SQL Checkpoint Scaling Observations
A recap on what a checkpoint does
Essentially a checkpoint operation writes dirty pages to disk. This speeds up any crash recovery. If a checkpoint did not happen then all transactions since the last persisted state of the database would need to be applied to pages in memory. With a checkpoint a much smaller portion of the transaction log is needed to move the pages in memory into the correct state.
Once a page has hardened to disk it is no longer necessary as far as constancy is concerned to keep the transaction log record. Other operations may still need to stop the transaction log from truncating such as full recovery mode prior to a transaction log backup but on a vanilla setup using the simple recovery model a checkpoint will also truncate the transaction log.
It should be noted that truncating a transaction log does not actually truncate it, just marks it as inactive.

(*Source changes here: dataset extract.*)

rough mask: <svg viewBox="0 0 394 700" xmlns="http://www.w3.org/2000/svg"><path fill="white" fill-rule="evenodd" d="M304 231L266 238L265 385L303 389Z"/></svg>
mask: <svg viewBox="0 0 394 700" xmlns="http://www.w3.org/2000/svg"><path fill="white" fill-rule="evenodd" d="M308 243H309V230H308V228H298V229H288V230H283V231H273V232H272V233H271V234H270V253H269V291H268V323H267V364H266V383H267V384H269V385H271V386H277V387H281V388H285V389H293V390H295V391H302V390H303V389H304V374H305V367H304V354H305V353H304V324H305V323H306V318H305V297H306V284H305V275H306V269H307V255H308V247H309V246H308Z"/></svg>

This can be seen with trace flag 2537
/*Using Simple recovery model this will show just the 3 checkpoint records*/
CHECKPOINT
SELECT * FROM fn_dblog (NULL, NULL);
/*Using trace flag 2537 shows the inactive portions of the log as well*/
DBCC TRACEON (2537);
SELECT * FROM fn_dblog (NULL, NULL);
DBCC TRACEOFF (2537);
In SQL page writes are asynchronous operations so will always happen in the background, usually by a checkpoint but also can be performed by other processes such as the lazy writer.
Scaling Observations
A checkpoint will perform a full scan of the memory and look for dirty pages to write to disk. With servers with not many pages in the buffer pool then this is a trivial operation. However, with servers increasingly being able to handle greater and greater amounts of memory with single large or multi-tenant database the impact of this can start to be seen.
To test the impact of this memory scan several servers were spun up in Azure to measure the time it takes to look though the buffer pool memory for dirty pages.

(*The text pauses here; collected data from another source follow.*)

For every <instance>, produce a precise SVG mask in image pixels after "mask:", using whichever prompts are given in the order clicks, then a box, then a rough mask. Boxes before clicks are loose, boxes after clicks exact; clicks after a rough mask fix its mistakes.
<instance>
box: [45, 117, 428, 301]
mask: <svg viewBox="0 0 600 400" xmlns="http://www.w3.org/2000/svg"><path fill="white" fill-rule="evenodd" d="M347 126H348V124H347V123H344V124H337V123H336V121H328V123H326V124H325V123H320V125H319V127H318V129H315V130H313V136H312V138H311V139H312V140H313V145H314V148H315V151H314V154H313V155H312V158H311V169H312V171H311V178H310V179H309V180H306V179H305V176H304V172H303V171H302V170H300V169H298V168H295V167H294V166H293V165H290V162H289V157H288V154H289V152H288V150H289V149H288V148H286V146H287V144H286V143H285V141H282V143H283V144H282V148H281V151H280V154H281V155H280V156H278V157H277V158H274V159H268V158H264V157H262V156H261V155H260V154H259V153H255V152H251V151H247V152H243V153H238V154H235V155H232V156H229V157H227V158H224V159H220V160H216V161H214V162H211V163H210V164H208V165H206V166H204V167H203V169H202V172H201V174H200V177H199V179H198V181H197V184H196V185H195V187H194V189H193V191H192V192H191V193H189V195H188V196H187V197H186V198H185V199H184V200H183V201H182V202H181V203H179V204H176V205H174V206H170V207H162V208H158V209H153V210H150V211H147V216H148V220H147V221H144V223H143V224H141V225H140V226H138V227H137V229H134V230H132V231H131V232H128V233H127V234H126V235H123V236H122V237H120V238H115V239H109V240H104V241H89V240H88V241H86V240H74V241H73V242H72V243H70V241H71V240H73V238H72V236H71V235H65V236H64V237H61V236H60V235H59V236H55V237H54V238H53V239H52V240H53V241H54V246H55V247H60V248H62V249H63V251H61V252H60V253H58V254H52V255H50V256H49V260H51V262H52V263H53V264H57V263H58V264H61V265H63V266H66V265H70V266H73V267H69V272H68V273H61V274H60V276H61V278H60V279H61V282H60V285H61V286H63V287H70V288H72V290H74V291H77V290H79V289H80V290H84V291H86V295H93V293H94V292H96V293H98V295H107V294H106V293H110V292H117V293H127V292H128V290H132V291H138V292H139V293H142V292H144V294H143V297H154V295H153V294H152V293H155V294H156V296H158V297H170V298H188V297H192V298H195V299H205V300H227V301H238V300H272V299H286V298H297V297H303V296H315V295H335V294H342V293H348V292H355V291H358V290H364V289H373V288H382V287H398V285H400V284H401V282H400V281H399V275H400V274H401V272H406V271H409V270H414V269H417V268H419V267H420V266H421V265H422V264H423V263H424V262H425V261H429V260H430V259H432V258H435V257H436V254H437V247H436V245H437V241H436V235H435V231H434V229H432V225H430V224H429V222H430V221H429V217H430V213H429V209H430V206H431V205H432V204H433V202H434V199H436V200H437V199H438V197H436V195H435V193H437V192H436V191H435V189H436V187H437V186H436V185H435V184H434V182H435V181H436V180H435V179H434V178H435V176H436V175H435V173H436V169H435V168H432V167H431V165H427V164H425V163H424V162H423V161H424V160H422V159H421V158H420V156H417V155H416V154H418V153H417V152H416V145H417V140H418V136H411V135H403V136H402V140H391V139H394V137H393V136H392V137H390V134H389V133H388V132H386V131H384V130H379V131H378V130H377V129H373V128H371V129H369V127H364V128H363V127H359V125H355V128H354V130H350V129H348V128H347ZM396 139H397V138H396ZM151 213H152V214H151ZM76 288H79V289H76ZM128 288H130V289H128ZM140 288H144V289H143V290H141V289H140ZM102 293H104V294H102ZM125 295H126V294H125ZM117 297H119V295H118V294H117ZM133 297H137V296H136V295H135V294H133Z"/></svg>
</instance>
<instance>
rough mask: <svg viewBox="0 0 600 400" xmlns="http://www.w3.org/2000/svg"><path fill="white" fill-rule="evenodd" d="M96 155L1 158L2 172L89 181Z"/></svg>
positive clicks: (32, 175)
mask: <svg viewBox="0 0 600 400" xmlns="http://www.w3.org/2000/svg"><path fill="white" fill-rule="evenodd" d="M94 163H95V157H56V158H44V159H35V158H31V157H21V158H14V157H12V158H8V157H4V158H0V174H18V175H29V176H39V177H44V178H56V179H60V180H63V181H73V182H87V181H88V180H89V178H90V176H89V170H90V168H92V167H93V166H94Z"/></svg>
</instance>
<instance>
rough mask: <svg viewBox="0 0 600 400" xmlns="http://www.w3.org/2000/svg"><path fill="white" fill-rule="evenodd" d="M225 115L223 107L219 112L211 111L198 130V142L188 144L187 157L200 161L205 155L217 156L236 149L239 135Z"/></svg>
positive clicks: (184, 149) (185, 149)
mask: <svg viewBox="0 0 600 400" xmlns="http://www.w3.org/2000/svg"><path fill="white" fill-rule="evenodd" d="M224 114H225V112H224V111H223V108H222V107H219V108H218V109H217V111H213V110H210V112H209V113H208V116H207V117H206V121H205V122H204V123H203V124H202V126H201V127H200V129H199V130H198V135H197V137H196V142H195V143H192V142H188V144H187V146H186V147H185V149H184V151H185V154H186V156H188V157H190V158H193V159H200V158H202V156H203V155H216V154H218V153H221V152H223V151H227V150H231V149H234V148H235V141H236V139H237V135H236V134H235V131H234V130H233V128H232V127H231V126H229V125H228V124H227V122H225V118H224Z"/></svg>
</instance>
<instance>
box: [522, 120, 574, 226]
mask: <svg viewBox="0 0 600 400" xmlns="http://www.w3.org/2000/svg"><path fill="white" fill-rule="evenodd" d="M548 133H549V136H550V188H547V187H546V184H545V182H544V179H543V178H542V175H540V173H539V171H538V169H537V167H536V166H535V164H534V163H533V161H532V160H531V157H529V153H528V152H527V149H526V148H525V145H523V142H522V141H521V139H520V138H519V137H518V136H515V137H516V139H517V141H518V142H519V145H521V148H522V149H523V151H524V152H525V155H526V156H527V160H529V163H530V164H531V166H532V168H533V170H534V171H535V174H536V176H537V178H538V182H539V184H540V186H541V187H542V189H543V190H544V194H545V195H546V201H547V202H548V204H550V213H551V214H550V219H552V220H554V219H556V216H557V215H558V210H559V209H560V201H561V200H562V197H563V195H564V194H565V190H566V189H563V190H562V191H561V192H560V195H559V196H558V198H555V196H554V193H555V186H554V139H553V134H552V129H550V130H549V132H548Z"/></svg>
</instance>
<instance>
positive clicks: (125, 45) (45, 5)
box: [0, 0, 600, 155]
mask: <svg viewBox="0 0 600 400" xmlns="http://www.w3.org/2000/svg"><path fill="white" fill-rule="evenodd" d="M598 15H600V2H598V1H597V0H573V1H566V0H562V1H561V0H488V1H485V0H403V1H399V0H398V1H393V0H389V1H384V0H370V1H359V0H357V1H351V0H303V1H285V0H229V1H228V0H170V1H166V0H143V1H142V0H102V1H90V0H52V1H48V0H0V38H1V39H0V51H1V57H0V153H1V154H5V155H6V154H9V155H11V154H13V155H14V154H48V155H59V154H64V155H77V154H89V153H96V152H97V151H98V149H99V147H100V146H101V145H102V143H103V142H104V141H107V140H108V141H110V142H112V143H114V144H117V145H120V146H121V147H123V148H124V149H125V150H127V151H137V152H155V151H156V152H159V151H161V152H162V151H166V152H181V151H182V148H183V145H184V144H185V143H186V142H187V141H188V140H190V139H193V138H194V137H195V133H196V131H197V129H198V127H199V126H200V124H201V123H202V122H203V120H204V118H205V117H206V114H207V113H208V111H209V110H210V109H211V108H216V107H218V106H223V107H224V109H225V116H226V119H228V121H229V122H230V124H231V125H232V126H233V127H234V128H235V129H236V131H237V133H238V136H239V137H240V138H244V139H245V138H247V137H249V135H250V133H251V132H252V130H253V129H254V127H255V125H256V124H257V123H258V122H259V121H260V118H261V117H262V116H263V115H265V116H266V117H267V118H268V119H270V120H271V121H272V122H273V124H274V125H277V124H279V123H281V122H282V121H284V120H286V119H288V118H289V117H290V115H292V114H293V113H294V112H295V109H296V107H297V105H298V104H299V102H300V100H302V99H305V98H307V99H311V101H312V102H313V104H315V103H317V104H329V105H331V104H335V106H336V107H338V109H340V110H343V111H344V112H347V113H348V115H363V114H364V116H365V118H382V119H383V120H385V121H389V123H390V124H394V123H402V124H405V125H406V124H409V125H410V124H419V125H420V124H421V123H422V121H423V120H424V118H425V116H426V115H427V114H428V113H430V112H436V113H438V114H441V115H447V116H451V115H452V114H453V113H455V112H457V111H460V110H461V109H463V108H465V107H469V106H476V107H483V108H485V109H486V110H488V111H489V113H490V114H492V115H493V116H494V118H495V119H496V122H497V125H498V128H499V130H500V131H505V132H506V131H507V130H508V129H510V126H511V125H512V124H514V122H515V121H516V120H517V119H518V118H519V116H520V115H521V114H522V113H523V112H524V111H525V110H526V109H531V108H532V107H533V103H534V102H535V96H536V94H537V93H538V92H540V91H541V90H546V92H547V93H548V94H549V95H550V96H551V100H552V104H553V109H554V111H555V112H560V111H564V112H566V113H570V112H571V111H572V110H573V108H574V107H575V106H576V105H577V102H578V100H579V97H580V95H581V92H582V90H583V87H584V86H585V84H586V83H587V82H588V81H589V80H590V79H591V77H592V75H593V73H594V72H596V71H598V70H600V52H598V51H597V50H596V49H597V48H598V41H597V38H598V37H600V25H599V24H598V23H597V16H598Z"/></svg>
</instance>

To view the timings a checkpoint was issued on a database using simple recovery model and then the transaction log viewed to see the time it took to complete the checkpoint. The buffers were then filled to see how much longer it took when the checkpoint needed to scan though the memory.

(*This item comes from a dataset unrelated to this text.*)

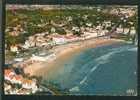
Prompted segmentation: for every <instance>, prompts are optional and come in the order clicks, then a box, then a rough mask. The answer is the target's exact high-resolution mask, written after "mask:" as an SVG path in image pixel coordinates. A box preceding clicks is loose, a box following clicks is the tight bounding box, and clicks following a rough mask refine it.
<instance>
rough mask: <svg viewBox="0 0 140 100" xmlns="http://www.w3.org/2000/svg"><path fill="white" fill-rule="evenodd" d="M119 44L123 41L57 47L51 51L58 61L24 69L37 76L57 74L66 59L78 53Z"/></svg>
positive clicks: (26, 70) (43, 75) (80, 42)
mask: <svg viewBox="0 0 140 100" xmlns="http://www.w3.org/2000/svg"><path fill="white" fill-rule="evenodd" d="M117 42H121V40H118V39H104V38H97V39H90V40H85V41H80V42H74V43H69V44H66V45H60V46H56V47H53V49H51V50H50V51H53V52H54V54H55V55H56V59H54V60H49V61H46V62H35V63H33V64H31V65H29V66H28V67H26V68H24V72H25V73H29V74H30V75H35V76H44V75H45V76H46V75H50V74H51V73H55V71H57V70H58V69H59V68H60V67H61V66H60V65H61V62H65V60H66V59H68V58H70V57H72V56H73V55H74V54H76V53H78V52H81V51H82V50H85V49H87V48H95V47H97V46H102V45H109V44H113V43H117ZM57 65H59V66H57Z"/></svg>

(The simple recovery model was used only so it was easier to view the results from the transaction log. it should make no real impact on the scan of the buffer pool)
The databases had no activity apart from default background processes at the point the checkpoint was issued. This was to rule out any IO or latching that may have interfered with the results.
The following code will perform a checkpoint then check the log for the timings
CHECKPOINT
SELECT [Checkpoint Begin], [Checkpoint End], * FROM fn_dblog (NULL, NULL);
Using Azure on a D 14 with nothing in memory a checkpoint took ~40ms
A D14 with ~100GB of cache full took around ~400ms
To increase the memory to see if this was a linear performance hit as the amount of memory was increased and the test repeated on a G4
With a full cache of ~200GB it took ~700ms
This suggests that scaling up to say a 2TB server a checkpoint could take anything up to nearly 8 seconds, before any other impact from checkpointing on a live box is taken into account.
However there is a way to stop SQL from performing this memory scan. In SQL 2012 indirect checkpoints were introduced. While a checkpoint generally runs every 60 seconds and scans all pages in memory an indirect checkpoint will keep track of the pages it needs to flush and flush them when it hits the time to do so. So for example if an indirect checkpoint was set to 60 seconds individual pages would be flushed around 60 seconds after they were made dirty. This will affect the nature of IO as it will move from a big hit every 60 seconds to small hits as pages change. Checkpoints will no longer be used and so the scan of all the pages in the buffer will be stopped.
On servers with a large amount of memory it makes sense to turn indirect checkpoints on, however, with any change to how SQL Server talks to its resources the impact must be tested to make sure in saving memory scans the IO is not adversely affected. If the IO subsystem is not optimized to handle the new nature of page writes then a new bottleneck could be introduced into the system.